As my reviews usually run on and on, I will try to make this one very short, sort of "black and white" versus my lengthy (Wagner-like) Sturm and Drang!
1. We are in generally sad times for Wagner today, due to a really sad short fall of singers who can navigate the parts written for them, and we know this, coming to this or any new recording.
2. Further, as we all know, with the mobility today of singers, there are many places where they can go to and sing for more money than the old traditional houses can afford to pay them...there no longer exists the "loyalty" and "honor" displayed in earlier days when accomplished singers would not think of not gracing Bayreuth's "Boards" with their presence, for the good of "Art"...it was a given...Nilsson, Windgassen, Konya, Grummer, Varnay...they simply would not disappoint the masses who gathered there every summer...it was unthinkable. Thus, even Bayreuth feels the sad pinch of accomplished singers willing to appear there.
3. So, we come to this recorded document of the Ring presented in 2008 at Bayreuth, with Christian Thielemann at the helm....
The man is a true genious, certainly nobody would doubt that. He is most assuredly the brightest star on the horizon, actually he is no longer on the horizon, but is streaking upward to becoming perhaps the first great German conductor of the new millennium. Everything this man touches becomes brilliant, shining like new again, whether it be a work of Strauss or of Wagner, he seems to be a great visionary...a great renewer, and we must be thankful for that, surely.
That said, the state of the singers is not the same story.
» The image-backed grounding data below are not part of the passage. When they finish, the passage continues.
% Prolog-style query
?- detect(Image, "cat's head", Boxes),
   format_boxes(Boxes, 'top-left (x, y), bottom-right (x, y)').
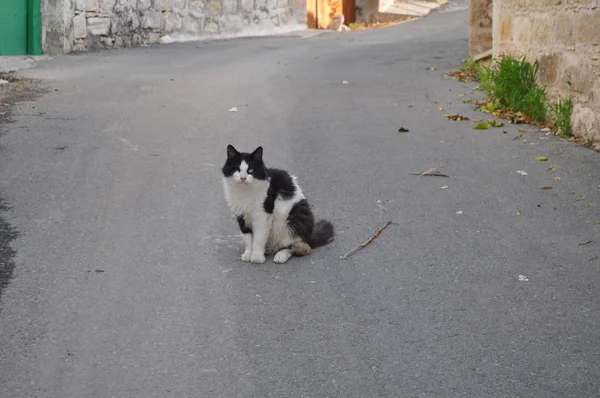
top-left (222, 145), bottom-right (268, 185)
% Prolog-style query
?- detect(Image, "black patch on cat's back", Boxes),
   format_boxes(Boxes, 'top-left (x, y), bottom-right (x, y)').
top-left (287, 199), bottom-right (314, 241)
top-left (237, 215), bottom-right (252, 234)
top-left (263, 168), bottom-right (296, 214)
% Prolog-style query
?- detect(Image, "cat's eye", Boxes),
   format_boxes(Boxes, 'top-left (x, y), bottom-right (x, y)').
top-left (248, 169), bottom-right (254, 173)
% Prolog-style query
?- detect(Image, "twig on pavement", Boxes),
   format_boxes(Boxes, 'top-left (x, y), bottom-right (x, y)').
top-left (340, 219), bottom-right (393, 260)
top-left (409, 167), bottom-right (449, 177)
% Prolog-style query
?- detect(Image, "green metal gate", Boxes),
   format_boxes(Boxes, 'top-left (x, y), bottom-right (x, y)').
top-left (0, 0), bottom-right (42, 55)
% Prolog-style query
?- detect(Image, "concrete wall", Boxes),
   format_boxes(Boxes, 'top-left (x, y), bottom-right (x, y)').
top-left (42, 0), bottom-right (307, 53)
top-left (490, 0), bottom-right (600, 145)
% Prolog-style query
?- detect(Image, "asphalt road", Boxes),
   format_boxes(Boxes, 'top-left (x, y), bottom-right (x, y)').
top-left (1, 8), bottom-right (600, 397)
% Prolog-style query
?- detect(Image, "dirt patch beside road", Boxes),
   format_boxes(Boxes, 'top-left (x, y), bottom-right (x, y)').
top-left (0, 73), bottom-right (48, 307)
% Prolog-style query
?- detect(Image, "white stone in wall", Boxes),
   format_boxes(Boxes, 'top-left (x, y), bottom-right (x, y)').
top-left (164, 12), bottom-right (182, 31)
top-left (174, 0), bottom-right (187, 8)
top-left (147, 32), bottom-right (162, 43)
top-left (130, 13), bottom-right (141, 30)
top-left (240, 0), bottom-right (253, 10)
top-left (153, 0), bottom-right (174, 11)
top-left (76, 0), bottom-right (99, 11)
top-left (221, 14), bottom-right (244, 31)
top-left (223, 0), bottom-right (238, 14)
top-left (142, 11), bottom-right (165, 29)
top-left (189, 0), bottom-right (204, 11)
top-left (73, 13), bottom-right (88, 38)
top-left (189, 10), bottom-right (204, 19)
top-left (100, 0), bottom-right (118, 12)
top-left (182, 16), bottom-right (201, 33)
top-left (137, 0), bottom-right (152, 10)
top-left (87, 17), bottom-right (112, 35)
top-left (205, 19), bottom-right (219, 33)
top-left (572, 103), bottom-right (599, 141)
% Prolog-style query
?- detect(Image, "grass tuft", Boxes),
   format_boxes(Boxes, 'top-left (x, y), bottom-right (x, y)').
top-left (484, 56), bottom-right (546, 122)
top-left (549, 97), bottom-right (574, 138)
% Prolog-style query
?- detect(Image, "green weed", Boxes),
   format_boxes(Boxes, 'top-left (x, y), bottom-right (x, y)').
top-left (549, 97), bottom-right (574, 138)
top-left (485, 56), bottom-right (547, 122)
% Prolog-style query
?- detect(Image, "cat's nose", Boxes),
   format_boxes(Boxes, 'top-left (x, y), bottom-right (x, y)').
top-left (240, 177), bottom-right (247, 182)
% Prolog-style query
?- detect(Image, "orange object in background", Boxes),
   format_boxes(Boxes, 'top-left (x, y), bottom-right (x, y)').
top-left (307, 0), bottom-right (355, 29)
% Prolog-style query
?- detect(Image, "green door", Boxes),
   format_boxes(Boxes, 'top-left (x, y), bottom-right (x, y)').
top-left (0, 0), bottom-right (42, 55)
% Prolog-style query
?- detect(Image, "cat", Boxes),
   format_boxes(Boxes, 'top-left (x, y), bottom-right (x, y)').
top-left (221, 145), bottom-right (334, 264)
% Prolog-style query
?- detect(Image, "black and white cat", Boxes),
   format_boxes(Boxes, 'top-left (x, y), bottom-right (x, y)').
top-left (221, 145), bottom-right (334, 264)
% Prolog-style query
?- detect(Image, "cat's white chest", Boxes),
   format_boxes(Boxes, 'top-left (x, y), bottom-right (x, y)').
top-left (223, 178), bottom-right (268, 217)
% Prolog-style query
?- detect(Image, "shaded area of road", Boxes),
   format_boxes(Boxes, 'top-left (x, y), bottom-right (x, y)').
top-left (0, 9), bottom-right (599, 397)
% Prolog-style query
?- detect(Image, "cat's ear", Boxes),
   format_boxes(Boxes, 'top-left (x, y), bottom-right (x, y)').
top-left (227, 145), bottom-right (239, 160)
top-left (251, 146), bottom-right (263, 161)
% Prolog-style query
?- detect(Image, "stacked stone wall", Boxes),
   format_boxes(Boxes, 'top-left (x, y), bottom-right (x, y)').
top-left (43, 0), bottom-right (307, 53)
top-left (492, 0), bottom-right (600, 145)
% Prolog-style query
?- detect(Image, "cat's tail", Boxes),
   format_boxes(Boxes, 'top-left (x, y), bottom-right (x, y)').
top-left (309, 219), bottom-right (335, 248)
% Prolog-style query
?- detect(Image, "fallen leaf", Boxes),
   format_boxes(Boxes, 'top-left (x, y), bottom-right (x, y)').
top-left (473, 122), bottom-right (489, 130)
top-left (587, 173), bottom-right (593, 178)
top-left (578, 240), bottom-right (593, 246)
top-left (229, 107), bottom-right (238, 112)
top-left (513, 134), bottom-right (523, 140)
top-left (456, 210), bottom-right (463, 214)
top-left (518, 128), bottom-right (528, 133)
top-left (440, 186), bottom-right (448, 189)
top-left (446, 113), bottom-right (470, 121)
top-left (554, 176), bottom-right (561, 180)
top-left (536, 156), bottom-right (549, 161)
top-left (342, 80), bottom-right (349, 84)
top-left (516, 170), bottom-right (528, 176)
top-left (516, 211), bottom-right (521, 215)
top-left (541, 186), bottom-right (553, 190)
top-left (398, 126), bottom-right (409, 133)
top-left (518, 275), bottom-right (529, 282)
top-left (547, 167), bottom-right (556, 171)
top-left (438, 106), bottom-right (444, 112)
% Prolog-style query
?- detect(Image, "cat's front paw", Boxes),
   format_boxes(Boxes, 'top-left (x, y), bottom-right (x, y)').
top-left (241, 251), bottom-right (252, 262)
top-left (250, 252), bottom-right (266, 264)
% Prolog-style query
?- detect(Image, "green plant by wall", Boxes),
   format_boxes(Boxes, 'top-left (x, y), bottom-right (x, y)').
top-left (549, 97), bottom-right (574, 138)
top-left (484, 56), bottom-right (547, 122)
top-left (453, 56), bottom-right (576, 144)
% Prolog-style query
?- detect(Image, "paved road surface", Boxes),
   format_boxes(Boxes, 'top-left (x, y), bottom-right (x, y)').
top-left (1, 9), bottom-right (599, 397)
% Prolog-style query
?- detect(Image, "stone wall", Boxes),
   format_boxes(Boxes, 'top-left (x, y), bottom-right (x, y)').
top-left (468, 0), bottom-right (491, 56)
top-left (42, 0), bottom-right (307, 53)
top-left (492, 0), bottom-right (600, 146)
top-left (354, 0), bottom-right (408, 24)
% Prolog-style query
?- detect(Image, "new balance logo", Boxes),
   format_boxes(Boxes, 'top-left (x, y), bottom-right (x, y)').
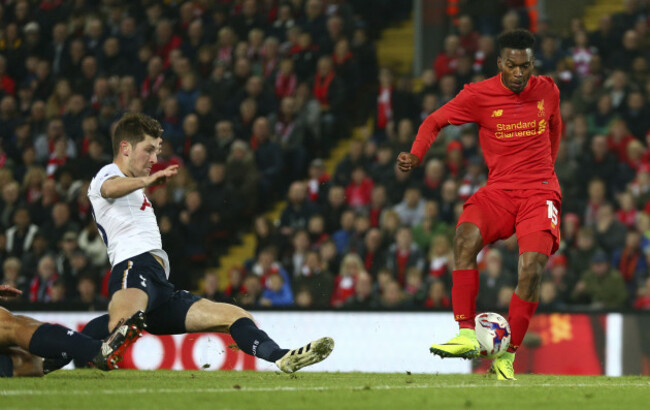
top-left (67, 330), bottom-right (74, 336)
top-left (491, 109), bottom-right (503, 117)
top-left (139, 274), bottom-right (147, 287)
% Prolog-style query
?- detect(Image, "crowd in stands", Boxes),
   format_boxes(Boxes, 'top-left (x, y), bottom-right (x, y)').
top-left (2, 0), bottom-right (650, 313)
top-left (0, 0), bottom-right (406, 308)
top-left (204, 0), bottom-right (650, 312)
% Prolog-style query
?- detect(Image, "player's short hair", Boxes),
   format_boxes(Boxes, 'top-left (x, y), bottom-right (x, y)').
top-left (497, 29), bottom-right (535, 55)
top-left (112, 112), bottom-right (163, 157)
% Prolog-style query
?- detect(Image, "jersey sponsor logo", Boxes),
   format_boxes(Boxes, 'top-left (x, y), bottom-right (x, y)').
top-left (537, 119), bottom-right (547, 134)
top-left (491, 109), bottom-right (503, 117)
top-left (537, 99), bottom-right (545, 117)
top-left (495, 120), bottom-right (538, 139)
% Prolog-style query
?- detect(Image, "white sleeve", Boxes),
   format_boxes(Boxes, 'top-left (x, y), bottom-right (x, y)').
top-left (89, 165), bottom-right (123, 199)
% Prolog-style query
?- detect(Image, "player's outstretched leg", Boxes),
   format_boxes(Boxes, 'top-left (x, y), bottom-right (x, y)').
top-left (184, 299), bottom-right (334, 373)
top-left (1, 306), bottom-right (143, 371)
top-left (430, 223), bottom-right (481, 360)
top-left (92, 310), bottom-right (146, 371)
top-left (43, 314), bottom-right (111, 374)
top-left (229, 315), bottom-right (334, 373)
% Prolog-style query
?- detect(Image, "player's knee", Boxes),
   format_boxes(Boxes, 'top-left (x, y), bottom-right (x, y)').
top-left (237, 308), bottom-right (254, 322)
top-left (226, 305), bottom-right (253, 325)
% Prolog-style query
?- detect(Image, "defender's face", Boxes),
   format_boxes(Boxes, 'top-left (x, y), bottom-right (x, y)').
top-left (128, 135), bottom-right (160, 177)
top-left (498, 48), bottom-right (534, 93)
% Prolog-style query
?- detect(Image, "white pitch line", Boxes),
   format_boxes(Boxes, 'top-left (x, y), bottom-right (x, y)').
top-left (2, 383), bottom-right (650, 396)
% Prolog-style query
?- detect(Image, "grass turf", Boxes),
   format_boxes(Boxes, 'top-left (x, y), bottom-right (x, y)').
top-left (1, 371), bottom-right (649, 410)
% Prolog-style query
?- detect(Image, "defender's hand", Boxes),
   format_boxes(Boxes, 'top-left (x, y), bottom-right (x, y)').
top-left (0, 285), bottom-right (22, 299)
top-left (145, 164), bottom-right (179, 186)
top-left (397, 152), bottom-right (420, 172)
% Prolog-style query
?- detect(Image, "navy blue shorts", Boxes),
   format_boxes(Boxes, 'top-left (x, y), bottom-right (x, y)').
top-left (0, 354), bottom-right (13, 377)
top-left (109, 253), bottom-right (200, 334)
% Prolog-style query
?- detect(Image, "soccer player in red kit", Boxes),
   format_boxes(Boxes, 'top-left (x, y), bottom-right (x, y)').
top-left (397, 29), bottom-right (561, 380)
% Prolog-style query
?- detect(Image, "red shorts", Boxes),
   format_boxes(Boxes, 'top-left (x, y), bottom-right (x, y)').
top-left (457, 186), bottom-right (561, 255)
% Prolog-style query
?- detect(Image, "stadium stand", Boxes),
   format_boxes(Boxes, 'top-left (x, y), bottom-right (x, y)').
top-left (1, 0), bottom-right (650, 314)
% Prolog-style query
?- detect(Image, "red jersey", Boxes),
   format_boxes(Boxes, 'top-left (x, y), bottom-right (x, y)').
top-left (411, 74), bottom-right (562, 194)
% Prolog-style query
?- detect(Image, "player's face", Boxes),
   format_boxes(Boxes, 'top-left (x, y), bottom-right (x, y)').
top-left (498, 48), bottom-right (534, 93)
top-left (128, 135), bottom-right (161, 177)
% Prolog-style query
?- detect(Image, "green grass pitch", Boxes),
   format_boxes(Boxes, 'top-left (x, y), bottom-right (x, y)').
top-left (1, 371), bottom-right (649, 410)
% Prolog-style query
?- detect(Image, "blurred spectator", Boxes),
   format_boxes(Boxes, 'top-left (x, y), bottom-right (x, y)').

We have a certainly somewhat uneven cast here, the saddest parts being the Wotan and Brunnhilde, sort of letting the sides down on this monumental work. However, I find on repeated listening that things are really not nearly as bad as one's first impression would lead them to think....remember, we are listening to this set with thoughts/memories of Nilsson, Windgassen, London, Hotter, etc., in our minds, always in sight, and we seem to ceaselessly always compare to them. In truth, these artists represented are singing and doing their jobs under conditions far different than those singers of the recent past. Today we have UGLY productions, Nasty Designs pervade the world that they populate and inhabit on the stage, and I for one refuse to believe that this does not have an effect on what a person's interpretation of a role may be. Plus, the sheer magnitude of maneuvering through something as difficult as Wagner's great multi-part work with today's ideas or "insights" certainly do not have the coherency of past generations. Luckily, on CD we do not have to be subjected to the visuals of productions.
On an overall standpoint, I would suggest reading other reviews here and elsewhere, and if you can, perhaps, listen to pieces from this set.
It is certain that Thielemann "has it" thumbs-down with this recording...you will not hear a better conducted or more beautiful sounding Ring. The singing certainly has its shortfalls, but truthfully, over all, this is still a darned good ring and it has its place in any staunch Wagnerian's collection.